The visit by Qatari Emir Sheikh Tamim bin Hamad Al Thani - his first to the White House since he assumed power in 2013 - comes just days after Qatar protested Egyptian airstrikes against Islamic State targets in Libya.
Cairo launched the strikes last week after a video emerged showing the militant group murdering 21 Egyptian Christians.
Qatar recalled its ambassador to Egypt to protest what it called unilateral action that could hurt innocent civilians - revealing a fracture in the coalition long touted by the Obama administration.
But on Tuesday, the American president sat alongside Qatar’s emir in the Oval Office and expressed appreciation for the work Qatar has done in coordinating with other members of the coalition in the fight.
Obama said the U.S. and Qatar are committed to defeating Islamic State, supporting the Iraqi people and stabilizing Syria.
The two leaders also discussed the unrest in Yemen and Libya, and the importance of bringing peace to the region.
“I think we had a significant meeting of the minds in our shared belief that the more that we can work with all the countries in the region to try to find political solutions to problems, the more that we can reduce sectarian tensions in the regions and isolate violent extremists, the more effective we can be," Obama said.
The Qatari emir was brief in his remarks, echoing the American president on the strong ties between his country and the U.S.
Sheikh Tamim also expressed concern about the turmoil in the Middle East and North Africa.
“We are concerned, as well, about the terrorist groups in our region," he said. "I think we all share the same view, the reason why those terrorist groups are growing in our region."
The remarks come from the leader of a country that U.S. Treasury officials say for years openly financed Hamas and allegedly supported extremist groups in Syria. Qatari officials have denied such allegations.

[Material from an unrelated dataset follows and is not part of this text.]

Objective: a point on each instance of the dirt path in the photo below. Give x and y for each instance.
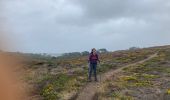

When asked about Qatar’s alleged financing of extremist groups following Tuesday’s talks, White House spokesman Josh Earnest told reporters that the U.S. does not necessarily agree with the Qatari government on every issue, but:
“The bottom line is that our interests with Qatar converge somewhat more often than they actually diverge," he said. "Qatar has been of significant help on a range of regional issues including Afghanistan, Iran. As you know, the Qataris have even agreed to host a regional training site for the moderate Syrian opposition."
Earnest noted that the Qatari government also has been willing to work closely with the Obama administration on the issue of terrorism financing in preventing Islamic State from carrying out attacks.
During the White House meeting, Obama said he gave the emir an update on the Iran nuclear talks and the goal of ensuring that Iran does not have a nuclear weapon.
The two leaders also discussed the Israeli-Palestinian conflict, with Sheikh Tamim noting Obama’s commitment to finding a solution on the issue.